China’s Zhurong Rover, which landed on Mars in 2021, has found evidence of massive ancient floods on Mars. This provides further evidence that the red planet was very likely a habitable world in the distant past.

 

 

China continues to make significant progress in its space missions. The Asian country has been actively exploring the near and far side of the Moon with its numerous robotic missions, discovering, among other things, a new mineral on Earth’s satellite. But China is also on Mars. As part of the Tianwen-1 Mars mission, China’s Zhurong Rover is the first rover to land on another planet.

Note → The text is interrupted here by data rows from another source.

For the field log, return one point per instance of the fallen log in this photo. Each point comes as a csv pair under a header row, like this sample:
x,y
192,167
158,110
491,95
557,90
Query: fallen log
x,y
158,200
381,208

The rover placed China on a small list of countries that successfully landed on Mars. It is only the third country, after the Soviet Union and the United States, that has soft-landed a spacecraft on Mars and established communication from the surface. Now, the mission is already paying off by offering scientists new insight into the red planet and its past.

 

Chinese Academy of Sciences researchers have found evidence of layered subsurfaces in Utopian Basin on Mars in collaboration with colleagues from Peking University. They explain what they found about the ground beneath the Utopia Planitia basin on Mars by analyzing radar data from the Zhurong rover published in Nature.

 

Zhurong landed on Mars in May 2021 by the Chinese National Space Administration. Since then, the mission has been rolling through the Utopia Planitia basin, identifying the terrain and material beneath the reddish Martian soil. Over the course of its journey, the rover has traveled approximately 1,171 meters. Researchers have been able to create underground maps measuring depths between three and ten meters by using the rover’s ground-penetrating radar as it moves.

 

Besides the radar, the rover is equipped with a low-frequency radio transmitter that can send radio waves deep into the ground at depths up to 100 meters. However, its resolution is much lower than that of the radar. According to the data gathered by these devices, the basin has at least two layers of material beneath it, neither of which are believed to contain water. The first layer spanned approximately 10 to 30 meters, and the second from 30 to 80 meters.

 

Radio waves and radar cannot distinguish between rock and ice or lava. Therefore, researchers have relied on theories to explain the layers below the surface. Approximately 3 billion years ago, smaller rocks probably settled on bigger rocks as they were swept away during a flood, leading to the deeper, older layer.

 

It would have required a fast flood with enough energy to carry large rocks to make the formation they found. It is believed that the second layer may also have been created by a flood approximately 1.6 billion years ago in a similar manner. Prior research suggests a lot of glacial activity occurred during that time period, they note. Furthermore, neither layer was created by volcanic activity, according to the researchers. This is interesting because more and more studies have shown that in the very distant past, Mars was likely a world that was more than capable of harboring life.